Turned eyes (strabismus)
Strabismus is the medical term for misalignment of the eyes two eyes that are not straight. It occurs in at least five per cent of the population. There are three common types:
- Esotropia, or 'crossed eyes': One eye is turned inward, toward the nose. A child may be born with this condition, or it may develop a few months after birth or around age two to three.
- Exotropia, often called 'wall-eye' in the past: One eye is turned outward, away from the nose. A child is rarely born with this condition. More often, it develops later.
- Vertical strabismus: The eyes are out of alignment vertically.
Strabismus can cause a couple of different vision problems:
- Defective binocular vision: The eyes need to be straight for the brain to combine the images seen by the two eyes into a single picture. This gives us 3-D vision, which allows us to judge depth. Any turn of the eye can interrupt 3-D vision. As well, if an eye turns in, it can reduce the total field of vision.
- Vision loss in the turned eye: When a child's eye is turned, he or she may end up with only partial sight in the turned eye. This condition is called amblyopia, or 'lazy eye.' This can also happen if the eyes are unequally focused.
Strabismus can run in families. Sometimes the condition is due to the eyes being out of focus; in this case, eyeglasses are part of the treatment. Sometimes there is a problem with the eye muscles or nerves. Strabismus can also be caused by a serious problem inside the eye, such as a tumour or a cataract, which leads to poor vision.
How is strabismus diagnosed?
A child can be checked at any age to see whether his or her eyes are properly aligned. If you are not sure whether your child's eyes are straight, ask your family doctor or a qualified eye care professional, who may refer you to an ophthalmologist.
All newborns should have their eyes checked in the hospital for visual problems, such as cataracts or lack of visual response.

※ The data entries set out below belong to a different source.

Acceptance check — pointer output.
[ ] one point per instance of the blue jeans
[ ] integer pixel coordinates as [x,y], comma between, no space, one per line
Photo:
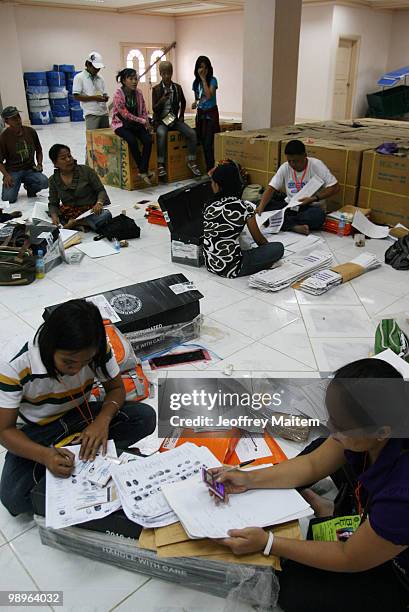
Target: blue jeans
[260,258]
[313,216]
[133,422]
[33,183]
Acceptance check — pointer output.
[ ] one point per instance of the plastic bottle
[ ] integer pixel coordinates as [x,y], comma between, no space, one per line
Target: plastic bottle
[40,265]
[341,225]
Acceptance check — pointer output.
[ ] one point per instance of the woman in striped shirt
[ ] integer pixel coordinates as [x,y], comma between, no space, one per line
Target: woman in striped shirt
[48,382]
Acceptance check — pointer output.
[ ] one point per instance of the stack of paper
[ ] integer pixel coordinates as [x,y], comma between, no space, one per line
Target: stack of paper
[324,280]
[139,484]
[82,497]
[202,517]
[321,282]
[288,272]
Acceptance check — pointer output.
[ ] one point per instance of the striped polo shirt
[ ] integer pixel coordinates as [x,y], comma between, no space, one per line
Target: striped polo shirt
[25,384]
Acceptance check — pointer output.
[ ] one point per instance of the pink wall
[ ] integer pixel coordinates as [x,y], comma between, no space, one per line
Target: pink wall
[63,36]
[219,37]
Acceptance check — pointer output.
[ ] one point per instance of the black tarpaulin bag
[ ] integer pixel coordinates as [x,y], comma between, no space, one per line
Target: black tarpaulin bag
[120,227]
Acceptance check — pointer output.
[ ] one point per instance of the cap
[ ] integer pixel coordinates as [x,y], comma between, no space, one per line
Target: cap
[9,111]
[95,59]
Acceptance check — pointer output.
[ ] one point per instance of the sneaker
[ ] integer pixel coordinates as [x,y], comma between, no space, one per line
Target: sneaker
[144,176]
[161,171]
[194,168]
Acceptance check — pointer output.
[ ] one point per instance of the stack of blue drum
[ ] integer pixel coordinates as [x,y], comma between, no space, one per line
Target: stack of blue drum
[58,96]
[37,92]
[75,107]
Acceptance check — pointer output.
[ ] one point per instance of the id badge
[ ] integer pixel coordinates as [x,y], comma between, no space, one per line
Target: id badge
[338,529]
[169,119]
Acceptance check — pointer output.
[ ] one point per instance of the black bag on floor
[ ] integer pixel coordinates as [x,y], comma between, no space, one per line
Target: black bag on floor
[120,227]
[397,255]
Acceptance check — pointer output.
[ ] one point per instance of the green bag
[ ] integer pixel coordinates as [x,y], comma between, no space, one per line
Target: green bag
[17,266]
[389,335]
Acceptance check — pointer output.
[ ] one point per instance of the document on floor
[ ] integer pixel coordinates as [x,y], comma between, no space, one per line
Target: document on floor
[75,500]
[288,272]
[366,227]
[139,484]
[201,517]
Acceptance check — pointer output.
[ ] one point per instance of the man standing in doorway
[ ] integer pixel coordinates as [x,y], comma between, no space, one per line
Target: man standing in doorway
[21,158]
[89,88]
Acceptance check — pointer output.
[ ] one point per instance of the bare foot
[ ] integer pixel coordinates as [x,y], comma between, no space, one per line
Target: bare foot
[321,505]
[301,229]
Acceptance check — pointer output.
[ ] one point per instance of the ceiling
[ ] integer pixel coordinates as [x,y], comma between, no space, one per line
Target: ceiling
[190,7]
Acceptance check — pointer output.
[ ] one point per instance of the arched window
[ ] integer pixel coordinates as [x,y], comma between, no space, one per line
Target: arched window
[136,60]
[154,70]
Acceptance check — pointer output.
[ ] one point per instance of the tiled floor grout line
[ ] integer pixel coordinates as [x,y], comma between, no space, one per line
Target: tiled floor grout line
[130,595]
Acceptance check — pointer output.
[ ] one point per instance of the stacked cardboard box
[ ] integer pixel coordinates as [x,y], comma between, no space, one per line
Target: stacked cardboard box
[385,188]
[176,157]
[111,159]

All children should have their vision checked by age three and a half to four and a half to detect common treatable problems such as strabismus, amblyopia or the need for glasses.
Is my child especially at risk?
If any member of your immediate family has had strabismus or amblyopia, it is more likely that your child will have it. In this case, even if your child's eyes seem straight, he or she should be examined by a qualified eye care professional by age one and again by age three. Premature birth, neurological diseases, and a family history of severe eye diseases are also reasons to have your child's eyes examined early.

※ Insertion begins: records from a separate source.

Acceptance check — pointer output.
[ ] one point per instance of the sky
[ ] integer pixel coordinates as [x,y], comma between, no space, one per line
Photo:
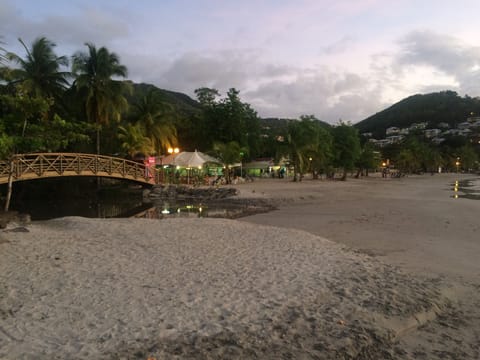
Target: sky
[334,59]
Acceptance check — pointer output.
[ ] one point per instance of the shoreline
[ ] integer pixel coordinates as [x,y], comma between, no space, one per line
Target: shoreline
[218,288]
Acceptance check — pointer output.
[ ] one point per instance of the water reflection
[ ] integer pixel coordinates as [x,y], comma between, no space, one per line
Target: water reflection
[467,189]
[168,209]
[44,200]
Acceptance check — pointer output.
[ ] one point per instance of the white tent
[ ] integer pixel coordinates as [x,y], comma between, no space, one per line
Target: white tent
[193,159]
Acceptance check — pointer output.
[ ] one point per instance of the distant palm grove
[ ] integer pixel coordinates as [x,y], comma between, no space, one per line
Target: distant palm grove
[84,103]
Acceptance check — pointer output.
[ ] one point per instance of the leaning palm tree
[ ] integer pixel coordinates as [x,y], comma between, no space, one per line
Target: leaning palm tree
[156,118]
[39,73]
[94,80]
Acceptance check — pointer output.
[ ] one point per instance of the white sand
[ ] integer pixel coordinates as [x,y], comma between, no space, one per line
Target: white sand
[213,288]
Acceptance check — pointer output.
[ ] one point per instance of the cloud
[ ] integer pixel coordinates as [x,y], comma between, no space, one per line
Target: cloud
[446,57]
[339,46]
[88,24]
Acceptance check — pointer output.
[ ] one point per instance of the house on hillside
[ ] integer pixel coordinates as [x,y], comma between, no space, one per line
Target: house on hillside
[431,133]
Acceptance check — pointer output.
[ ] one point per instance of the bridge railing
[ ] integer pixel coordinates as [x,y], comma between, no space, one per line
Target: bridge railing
[30,166]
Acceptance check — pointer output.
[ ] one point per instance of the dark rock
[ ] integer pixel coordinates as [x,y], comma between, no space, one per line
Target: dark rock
[13,217]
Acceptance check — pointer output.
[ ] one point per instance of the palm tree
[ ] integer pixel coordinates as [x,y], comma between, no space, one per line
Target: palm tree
[103,96]
[39,72]
[155,117]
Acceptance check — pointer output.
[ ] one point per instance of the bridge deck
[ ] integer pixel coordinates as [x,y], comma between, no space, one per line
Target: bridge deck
[43,165]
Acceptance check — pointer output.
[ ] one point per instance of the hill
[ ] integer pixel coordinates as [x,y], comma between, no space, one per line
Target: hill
[182,103]
[434,108]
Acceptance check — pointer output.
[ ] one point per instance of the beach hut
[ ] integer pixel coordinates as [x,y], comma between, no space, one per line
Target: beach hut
[194,163]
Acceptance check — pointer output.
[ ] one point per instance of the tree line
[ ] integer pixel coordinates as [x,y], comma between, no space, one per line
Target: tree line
[84,103]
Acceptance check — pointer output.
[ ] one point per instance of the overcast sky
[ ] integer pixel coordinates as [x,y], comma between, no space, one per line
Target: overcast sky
[335,59]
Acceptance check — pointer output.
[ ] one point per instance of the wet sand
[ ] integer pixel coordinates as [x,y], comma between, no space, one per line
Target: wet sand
[413,223]
[399,280]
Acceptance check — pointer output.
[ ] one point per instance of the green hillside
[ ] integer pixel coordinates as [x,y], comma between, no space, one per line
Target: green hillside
[433,108]
[182,103]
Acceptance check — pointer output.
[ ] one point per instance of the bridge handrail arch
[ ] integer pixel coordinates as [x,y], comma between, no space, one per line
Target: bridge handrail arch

How is strabismus treated?
The goal of treatment is for your child to have good vision in each eye, as well as good binocular (3-D) vision. If your child's strabismus has caused amblyopia, treatment will aim at bringing the vision up to normal in the 'lazy' eye first. Glasses may help for eyes that are out of focus, especially when one is much worse than the other. They may also help straighten the eyes. Surgery on the eye muscles may be necessary, especially when glasses are not enough to straighten the eyes.

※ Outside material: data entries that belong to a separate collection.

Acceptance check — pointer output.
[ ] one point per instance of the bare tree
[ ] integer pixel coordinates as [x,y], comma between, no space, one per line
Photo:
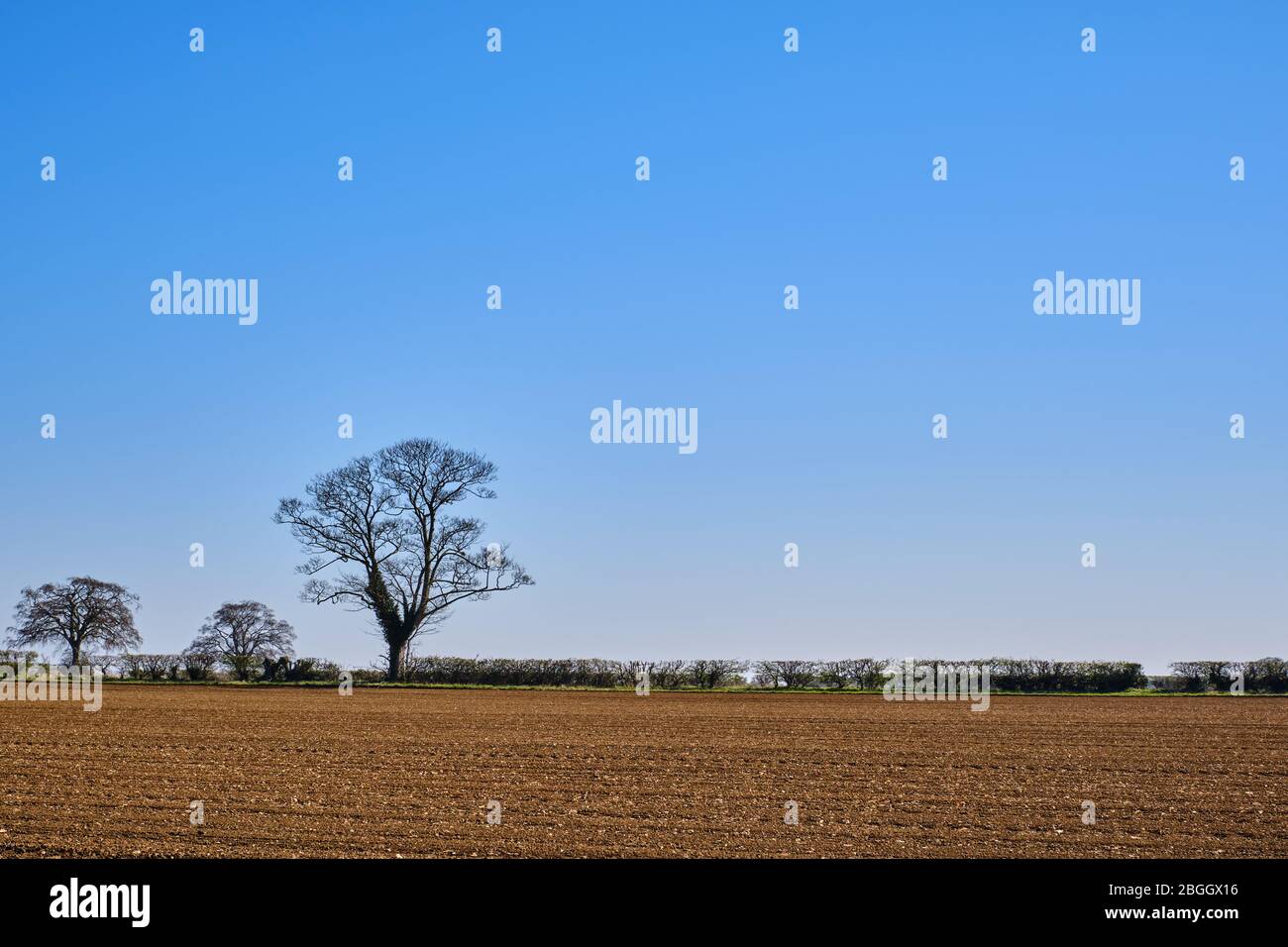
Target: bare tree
[243,634]
[386,514]
[712,673]
[77,612]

The results of treatment can be excellent. How much your child's vision improves depends on how early in life and how quickly treatment was started. This is especially true for amblyopia and for strabismus that develops in a child who was born with straight eyes. If treatment is delayed too long, it may not be possible to completely restore your child's vision. This kind of vision problem can be effectively prevented, so it is important to seek professional advice as soon as possible.